Spyglass Documentation
Security on Autopilot for Data Teams.
🌅 What is Spyglass?
Spyglass is a security platform for data teams. Spyglass’s software-as-a-service offers:
Access-as-Code: configure your access rules as code so that they are reviewable, auditable and consistent across environments. This includes GitOps workflows and our integration with GitHub.
Recommendations: let Spyglass be the security expert. Get proactive insights into the health of your data security, and guidance on how to fix common issues focused on the principle of least privilege.
Self-Service: explore your database, its users, and access rules to discover patterns, debug issues, and get a better understanding of “who has access to what.” Additionally, provide your data owners and users with discovery and access workflows.
What does this mean for you and your team?
Data Operators: understand and build access controls, automate governance and provide self-service mechanisms for data owners and users.
Data Owners: understand and control access in your domain and automate compliance.
Data Users: find relevant data and easily get access.

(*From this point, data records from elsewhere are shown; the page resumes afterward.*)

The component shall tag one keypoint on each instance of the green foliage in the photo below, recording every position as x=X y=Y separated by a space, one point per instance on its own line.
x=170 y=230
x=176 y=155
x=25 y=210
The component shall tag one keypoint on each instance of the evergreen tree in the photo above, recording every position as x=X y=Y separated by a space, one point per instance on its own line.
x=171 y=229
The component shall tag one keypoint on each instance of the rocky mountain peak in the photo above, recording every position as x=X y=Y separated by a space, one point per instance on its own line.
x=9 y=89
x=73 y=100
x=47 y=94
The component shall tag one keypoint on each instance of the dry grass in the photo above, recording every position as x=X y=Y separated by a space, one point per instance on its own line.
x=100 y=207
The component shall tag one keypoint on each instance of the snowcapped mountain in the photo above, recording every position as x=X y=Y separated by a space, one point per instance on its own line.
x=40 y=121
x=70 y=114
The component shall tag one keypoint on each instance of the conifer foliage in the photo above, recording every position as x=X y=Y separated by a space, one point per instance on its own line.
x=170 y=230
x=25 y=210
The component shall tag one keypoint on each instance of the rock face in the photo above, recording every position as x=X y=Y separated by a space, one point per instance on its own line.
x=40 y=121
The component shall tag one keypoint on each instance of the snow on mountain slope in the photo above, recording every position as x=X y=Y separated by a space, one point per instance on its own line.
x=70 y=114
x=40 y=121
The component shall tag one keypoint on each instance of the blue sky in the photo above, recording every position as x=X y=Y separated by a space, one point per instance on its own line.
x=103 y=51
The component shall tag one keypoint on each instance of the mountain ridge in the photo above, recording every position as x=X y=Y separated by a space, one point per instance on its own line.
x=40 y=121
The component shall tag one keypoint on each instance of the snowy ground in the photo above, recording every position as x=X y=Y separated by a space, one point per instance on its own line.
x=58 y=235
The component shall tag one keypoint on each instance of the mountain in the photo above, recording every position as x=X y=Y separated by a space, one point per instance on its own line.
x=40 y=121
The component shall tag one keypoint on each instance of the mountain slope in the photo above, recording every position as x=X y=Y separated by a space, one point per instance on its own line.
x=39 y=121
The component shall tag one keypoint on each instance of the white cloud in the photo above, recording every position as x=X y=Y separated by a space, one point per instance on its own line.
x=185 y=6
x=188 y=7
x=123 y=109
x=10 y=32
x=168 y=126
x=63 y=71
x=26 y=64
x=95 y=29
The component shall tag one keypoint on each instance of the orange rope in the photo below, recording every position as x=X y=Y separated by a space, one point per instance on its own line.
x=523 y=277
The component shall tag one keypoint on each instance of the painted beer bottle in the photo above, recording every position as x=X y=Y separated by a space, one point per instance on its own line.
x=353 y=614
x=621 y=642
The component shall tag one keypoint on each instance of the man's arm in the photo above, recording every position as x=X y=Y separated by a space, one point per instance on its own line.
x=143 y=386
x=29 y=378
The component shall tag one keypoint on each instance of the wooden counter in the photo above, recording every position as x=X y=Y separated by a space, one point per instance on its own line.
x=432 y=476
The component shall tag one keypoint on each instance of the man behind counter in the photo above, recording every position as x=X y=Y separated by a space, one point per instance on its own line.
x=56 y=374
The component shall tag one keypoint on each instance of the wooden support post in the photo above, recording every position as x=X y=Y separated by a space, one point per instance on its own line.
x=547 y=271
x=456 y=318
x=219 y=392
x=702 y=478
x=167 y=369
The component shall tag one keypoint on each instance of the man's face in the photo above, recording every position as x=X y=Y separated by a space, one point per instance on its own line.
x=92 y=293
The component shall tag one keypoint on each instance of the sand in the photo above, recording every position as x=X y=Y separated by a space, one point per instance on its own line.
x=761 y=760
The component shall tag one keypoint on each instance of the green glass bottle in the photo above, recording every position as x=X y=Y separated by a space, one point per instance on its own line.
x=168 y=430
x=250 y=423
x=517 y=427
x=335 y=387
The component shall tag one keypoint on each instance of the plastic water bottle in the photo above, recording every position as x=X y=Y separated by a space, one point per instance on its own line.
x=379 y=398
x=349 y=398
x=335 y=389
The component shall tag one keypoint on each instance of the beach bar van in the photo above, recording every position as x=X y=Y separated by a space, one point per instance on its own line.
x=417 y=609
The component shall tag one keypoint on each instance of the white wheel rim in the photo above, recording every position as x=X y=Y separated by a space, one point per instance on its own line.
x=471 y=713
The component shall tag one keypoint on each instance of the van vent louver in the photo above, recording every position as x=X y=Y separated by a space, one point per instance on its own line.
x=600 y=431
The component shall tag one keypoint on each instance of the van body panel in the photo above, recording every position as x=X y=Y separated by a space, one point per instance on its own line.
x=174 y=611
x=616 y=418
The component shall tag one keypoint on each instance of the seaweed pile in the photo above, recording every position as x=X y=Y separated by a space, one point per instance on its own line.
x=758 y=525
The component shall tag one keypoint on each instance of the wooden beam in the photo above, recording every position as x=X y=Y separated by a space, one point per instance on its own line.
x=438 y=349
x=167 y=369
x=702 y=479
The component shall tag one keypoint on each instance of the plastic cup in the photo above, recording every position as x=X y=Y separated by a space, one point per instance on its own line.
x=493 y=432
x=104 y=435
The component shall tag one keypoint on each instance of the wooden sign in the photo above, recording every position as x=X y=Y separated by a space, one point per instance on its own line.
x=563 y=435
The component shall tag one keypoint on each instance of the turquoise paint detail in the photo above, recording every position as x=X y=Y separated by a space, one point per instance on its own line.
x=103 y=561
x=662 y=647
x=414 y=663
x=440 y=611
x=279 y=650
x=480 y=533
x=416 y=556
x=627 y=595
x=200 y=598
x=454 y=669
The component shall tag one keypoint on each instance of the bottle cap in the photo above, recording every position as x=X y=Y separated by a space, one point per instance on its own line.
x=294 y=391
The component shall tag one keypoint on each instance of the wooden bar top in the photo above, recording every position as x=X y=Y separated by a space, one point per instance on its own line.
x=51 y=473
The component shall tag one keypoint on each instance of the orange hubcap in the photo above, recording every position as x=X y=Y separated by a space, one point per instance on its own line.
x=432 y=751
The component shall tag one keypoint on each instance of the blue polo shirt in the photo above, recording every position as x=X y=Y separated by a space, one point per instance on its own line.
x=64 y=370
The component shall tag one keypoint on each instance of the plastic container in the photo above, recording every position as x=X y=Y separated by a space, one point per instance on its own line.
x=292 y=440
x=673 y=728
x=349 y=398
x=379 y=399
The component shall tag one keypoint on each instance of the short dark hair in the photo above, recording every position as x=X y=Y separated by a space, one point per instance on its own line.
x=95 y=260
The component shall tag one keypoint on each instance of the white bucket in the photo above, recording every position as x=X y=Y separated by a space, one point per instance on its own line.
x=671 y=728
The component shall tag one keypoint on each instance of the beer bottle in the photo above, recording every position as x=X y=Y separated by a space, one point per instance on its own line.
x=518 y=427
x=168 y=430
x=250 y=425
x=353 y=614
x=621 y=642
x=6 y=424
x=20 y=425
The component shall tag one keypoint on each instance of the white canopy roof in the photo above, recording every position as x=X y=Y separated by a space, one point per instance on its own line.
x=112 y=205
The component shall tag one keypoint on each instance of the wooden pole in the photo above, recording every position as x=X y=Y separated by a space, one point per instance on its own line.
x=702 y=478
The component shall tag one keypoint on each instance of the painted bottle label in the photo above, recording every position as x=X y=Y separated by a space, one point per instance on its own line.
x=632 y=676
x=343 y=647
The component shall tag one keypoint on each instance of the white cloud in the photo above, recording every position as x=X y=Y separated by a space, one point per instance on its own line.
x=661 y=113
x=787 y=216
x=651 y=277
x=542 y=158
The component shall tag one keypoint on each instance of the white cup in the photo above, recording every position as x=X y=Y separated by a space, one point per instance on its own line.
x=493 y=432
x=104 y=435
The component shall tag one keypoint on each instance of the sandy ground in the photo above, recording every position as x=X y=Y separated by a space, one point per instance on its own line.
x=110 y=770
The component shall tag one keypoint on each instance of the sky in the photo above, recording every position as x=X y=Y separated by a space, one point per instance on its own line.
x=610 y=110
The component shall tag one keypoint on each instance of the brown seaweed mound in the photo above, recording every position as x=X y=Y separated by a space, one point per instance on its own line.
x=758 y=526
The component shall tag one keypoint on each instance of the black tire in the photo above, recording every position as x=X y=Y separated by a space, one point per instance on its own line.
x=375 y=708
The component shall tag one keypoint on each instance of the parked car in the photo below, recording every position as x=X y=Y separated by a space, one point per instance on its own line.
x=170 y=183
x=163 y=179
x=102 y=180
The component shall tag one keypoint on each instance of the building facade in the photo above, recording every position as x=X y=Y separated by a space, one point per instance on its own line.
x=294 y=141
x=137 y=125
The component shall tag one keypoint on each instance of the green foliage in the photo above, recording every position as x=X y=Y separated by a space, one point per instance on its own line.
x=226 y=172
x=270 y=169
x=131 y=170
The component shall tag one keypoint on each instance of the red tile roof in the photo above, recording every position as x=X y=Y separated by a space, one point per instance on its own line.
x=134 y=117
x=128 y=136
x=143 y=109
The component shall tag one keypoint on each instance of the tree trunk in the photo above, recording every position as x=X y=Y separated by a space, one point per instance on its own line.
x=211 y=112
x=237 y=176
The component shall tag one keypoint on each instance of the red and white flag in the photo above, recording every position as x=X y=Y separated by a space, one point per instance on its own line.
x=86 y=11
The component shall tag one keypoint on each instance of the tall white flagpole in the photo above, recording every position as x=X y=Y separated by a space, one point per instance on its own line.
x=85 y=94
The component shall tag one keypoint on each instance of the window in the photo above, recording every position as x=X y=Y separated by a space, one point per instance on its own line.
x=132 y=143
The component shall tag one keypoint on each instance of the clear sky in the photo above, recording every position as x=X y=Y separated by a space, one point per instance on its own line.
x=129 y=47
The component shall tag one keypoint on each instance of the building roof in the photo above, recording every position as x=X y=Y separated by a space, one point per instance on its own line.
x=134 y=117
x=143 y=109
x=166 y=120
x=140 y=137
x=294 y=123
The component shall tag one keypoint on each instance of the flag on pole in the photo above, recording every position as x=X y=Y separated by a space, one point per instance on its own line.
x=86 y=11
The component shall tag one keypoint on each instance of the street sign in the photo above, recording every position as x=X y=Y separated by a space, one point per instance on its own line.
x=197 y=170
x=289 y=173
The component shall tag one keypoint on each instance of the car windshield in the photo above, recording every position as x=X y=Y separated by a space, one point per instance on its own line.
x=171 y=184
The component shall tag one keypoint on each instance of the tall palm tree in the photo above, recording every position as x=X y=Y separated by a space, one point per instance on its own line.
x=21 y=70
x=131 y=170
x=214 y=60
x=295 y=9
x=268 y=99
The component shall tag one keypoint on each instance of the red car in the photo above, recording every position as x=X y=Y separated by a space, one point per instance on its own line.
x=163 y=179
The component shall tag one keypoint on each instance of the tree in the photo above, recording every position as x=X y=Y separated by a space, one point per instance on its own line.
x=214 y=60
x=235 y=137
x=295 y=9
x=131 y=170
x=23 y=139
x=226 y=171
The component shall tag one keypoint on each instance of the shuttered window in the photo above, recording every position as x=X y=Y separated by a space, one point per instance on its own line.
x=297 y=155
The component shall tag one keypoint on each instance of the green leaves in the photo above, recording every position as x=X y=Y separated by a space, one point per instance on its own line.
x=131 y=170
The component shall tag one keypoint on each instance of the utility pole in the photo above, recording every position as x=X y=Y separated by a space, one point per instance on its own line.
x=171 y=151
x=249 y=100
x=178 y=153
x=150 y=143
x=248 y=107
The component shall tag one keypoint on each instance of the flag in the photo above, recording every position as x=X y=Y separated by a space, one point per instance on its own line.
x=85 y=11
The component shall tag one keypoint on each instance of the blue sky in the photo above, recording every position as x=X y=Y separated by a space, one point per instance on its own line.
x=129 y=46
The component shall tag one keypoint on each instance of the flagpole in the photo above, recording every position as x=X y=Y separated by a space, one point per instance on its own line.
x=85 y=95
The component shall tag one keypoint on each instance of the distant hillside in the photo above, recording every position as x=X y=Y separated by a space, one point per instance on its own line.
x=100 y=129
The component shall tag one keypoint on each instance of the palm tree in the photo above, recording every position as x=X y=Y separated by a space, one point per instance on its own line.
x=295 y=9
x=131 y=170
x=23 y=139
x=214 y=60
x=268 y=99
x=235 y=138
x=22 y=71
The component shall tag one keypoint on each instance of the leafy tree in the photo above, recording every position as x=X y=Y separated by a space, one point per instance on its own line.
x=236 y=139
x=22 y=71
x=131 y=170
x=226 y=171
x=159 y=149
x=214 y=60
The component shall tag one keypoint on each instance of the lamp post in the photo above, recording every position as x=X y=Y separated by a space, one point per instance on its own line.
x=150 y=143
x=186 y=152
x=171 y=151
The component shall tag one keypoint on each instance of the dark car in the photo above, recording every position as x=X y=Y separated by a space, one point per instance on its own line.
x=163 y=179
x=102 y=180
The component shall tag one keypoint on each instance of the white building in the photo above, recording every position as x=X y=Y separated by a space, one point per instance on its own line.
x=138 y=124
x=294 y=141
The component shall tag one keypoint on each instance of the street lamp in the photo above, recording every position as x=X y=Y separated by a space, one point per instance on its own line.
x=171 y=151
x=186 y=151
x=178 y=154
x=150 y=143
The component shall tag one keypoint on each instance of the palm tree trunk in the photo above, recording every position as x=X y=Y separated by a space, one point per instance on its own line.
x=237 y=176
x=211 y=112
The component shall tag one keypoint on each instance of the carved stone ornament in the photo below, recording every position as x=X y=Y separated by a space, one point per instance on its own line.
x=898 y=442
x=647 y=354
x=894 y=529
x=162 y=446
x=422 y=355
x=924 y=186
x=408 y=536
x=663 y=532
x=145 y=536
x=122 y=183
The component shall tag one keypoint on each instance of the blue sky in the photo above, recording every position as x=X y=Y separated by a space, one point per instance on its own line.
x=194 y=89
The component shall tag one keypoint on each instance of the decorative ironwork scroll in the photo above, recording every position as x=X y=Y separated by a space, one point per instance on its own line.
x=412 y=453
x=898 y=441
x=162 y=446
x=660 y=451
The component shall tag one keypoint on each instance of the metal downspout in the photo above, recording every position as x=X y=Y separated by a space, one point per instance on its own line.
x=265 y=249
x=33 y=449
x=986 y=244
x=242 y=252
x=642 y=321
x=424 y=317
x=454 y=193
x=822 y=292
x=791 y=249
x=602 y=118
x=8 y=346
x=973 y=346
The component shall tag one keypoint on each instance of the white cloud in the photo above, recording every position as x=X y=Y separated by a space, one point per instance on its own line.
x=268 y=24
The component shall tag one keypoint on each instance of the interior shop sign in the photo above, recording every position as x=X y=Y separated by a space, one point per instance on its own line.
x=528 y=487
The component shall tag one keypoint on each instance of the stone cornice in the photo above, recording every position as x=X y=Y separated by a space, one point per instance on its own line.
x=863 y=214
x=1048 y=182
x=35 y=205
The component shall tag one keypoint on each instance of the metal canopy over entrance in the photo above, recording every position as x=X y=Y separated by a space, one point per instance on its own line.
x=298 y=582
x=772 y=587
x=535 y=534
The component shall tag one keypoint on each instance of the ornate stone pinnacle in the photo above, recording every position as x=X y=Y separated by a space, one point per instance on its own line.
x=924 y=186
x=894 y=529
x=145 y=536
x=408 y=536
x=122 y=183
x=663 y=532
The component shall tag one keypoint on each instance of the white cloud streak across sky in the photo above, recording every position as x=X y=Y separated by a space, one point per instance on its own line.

The purpose of Spyglass is to automate security for data teams and enable self-service mechanisms for data owners and consumers.
Easy to Build Access
Import your existing Snowflake access rules to Spyglass and start centrally managing your access as code, complete with versioning and change history.
Automated Governance
Proactive insights, removing the guesswork from security best practices, implementing the principle of least privilege, and streamlining your internal audits.
Enable Self-Service
Quickly visualize your access and role hierarchies, empower your data users to request the right access, and enable business units to manage their own security policy.
🌎 Current
Current provides an overview of your existing users, roles and objects in Snowflake.
The Current page provides the ability to search across your users and roles and click into individual users and roles to go to their summary page.
Additionally, at the bottom of the page you have the ability to manually sync Spyglass to your current Snowflake configurations (without the manual update, Spyglass syncs to connected Snowflake accounts once every 24-hours).
YAML view
Switching the toggle in the top left of the Current page will show your existing configuration in YAML format.
🔍 Explorer
Explorer allows you to search and get insights about your objects, users and roles and makes discovery simple and self-service for users.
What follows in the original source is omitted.